This Way Forward: M. Adelaide Nutting (1894-1907)

M. Adelaide Nutting knew a nurse’s place, and as long as the leading men of the medical and military establishments knew and respected it too, they were going to get along just fine. The professional status of today’s nurses springs in large part from her steadfastness. A member of the first graduating class of the Johns Hopkins School of Nursing in 1891, and by 1894 its superintendent of nurses and principal, Nutting would prove a worthy successor to Isabel Hampton Robb, and not simply because both were Canadian.

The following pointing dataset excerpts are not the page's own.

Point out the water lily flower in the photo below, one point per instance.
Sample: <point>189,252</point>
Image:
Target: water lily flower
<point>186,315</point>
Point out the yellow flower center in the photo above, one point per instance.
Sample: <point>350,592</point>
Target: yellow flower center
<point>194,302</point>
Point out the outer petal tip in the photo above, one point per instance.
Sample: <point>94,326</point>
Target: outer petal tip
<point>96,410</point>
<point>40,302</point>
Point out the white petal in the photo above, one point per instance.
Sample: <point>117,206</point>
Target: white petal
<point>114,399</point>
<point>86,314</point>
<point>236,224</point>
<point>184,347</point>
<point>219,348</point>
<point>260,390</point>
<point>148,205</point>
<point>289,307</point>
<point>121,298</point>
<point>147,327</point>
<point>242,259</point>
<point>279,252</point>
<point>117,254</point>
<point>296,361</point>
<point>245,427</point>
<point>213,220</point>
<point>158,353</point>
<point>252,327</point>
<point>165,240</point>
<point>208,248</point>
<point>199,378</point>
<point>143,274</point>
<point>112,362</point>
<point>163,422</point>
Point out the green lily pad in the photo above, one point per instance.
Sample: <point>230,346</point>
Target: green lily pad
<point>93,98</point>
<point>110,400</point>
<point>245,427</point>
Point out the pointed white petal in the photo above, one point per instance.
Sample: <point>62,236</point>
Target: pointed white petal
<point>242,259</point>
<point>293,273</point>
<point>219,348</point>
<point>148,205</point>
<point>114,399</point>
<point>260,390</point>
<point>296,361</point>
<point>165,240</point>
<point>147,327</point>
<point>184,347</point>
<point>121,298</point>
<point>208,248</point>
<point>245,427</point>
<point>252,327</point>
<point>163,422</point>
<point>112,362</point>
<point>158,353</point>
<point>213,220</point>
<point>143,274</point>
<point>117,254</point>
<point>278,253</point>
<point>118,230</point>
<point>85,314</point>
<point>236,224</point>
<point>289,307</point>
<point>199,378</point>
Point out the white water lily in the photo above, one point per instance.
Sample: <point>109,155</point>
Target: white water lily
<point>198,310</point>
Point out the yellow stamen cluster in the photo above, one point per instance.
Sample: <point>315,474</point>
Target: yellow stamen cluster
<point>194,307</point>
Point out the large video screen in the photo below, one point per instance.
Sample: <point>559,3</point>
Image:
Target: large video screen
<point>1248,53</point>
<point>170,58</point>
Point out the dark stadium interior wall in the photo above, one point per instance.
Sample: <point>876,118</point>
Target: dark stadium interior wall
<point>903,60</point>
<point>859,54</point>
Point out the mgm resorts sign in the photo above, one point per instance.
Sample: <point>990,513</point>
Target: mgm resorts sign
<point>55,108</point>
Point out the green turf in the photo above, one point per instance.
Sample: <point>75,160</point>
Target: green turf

To most male leaders of Nutting’s day, women nurses were an inconvenience, especially anywhere near the battle front, except in dire circumstances. The inconvenient truth, however, was that soldiers were dying unnecessarily of war injuries—or illness. After the grim casualty counts of the Spanish-American War, she helped get a congressional measure passed (as much through force of will as strength of argument) that created the Army Nurse Corps, officially organized in 1901.

Nutting, who favored work over the idea of marriage, wrote several books, including The Education and Professional Position of Nurses, a first-of-its kind research study on schools of nursing in the U.S. She left Hopkins in 1907 for Teachers College at Columbia University in New York City, becoming the world’s first professor of nursing. Born in 1858, she died in 1948.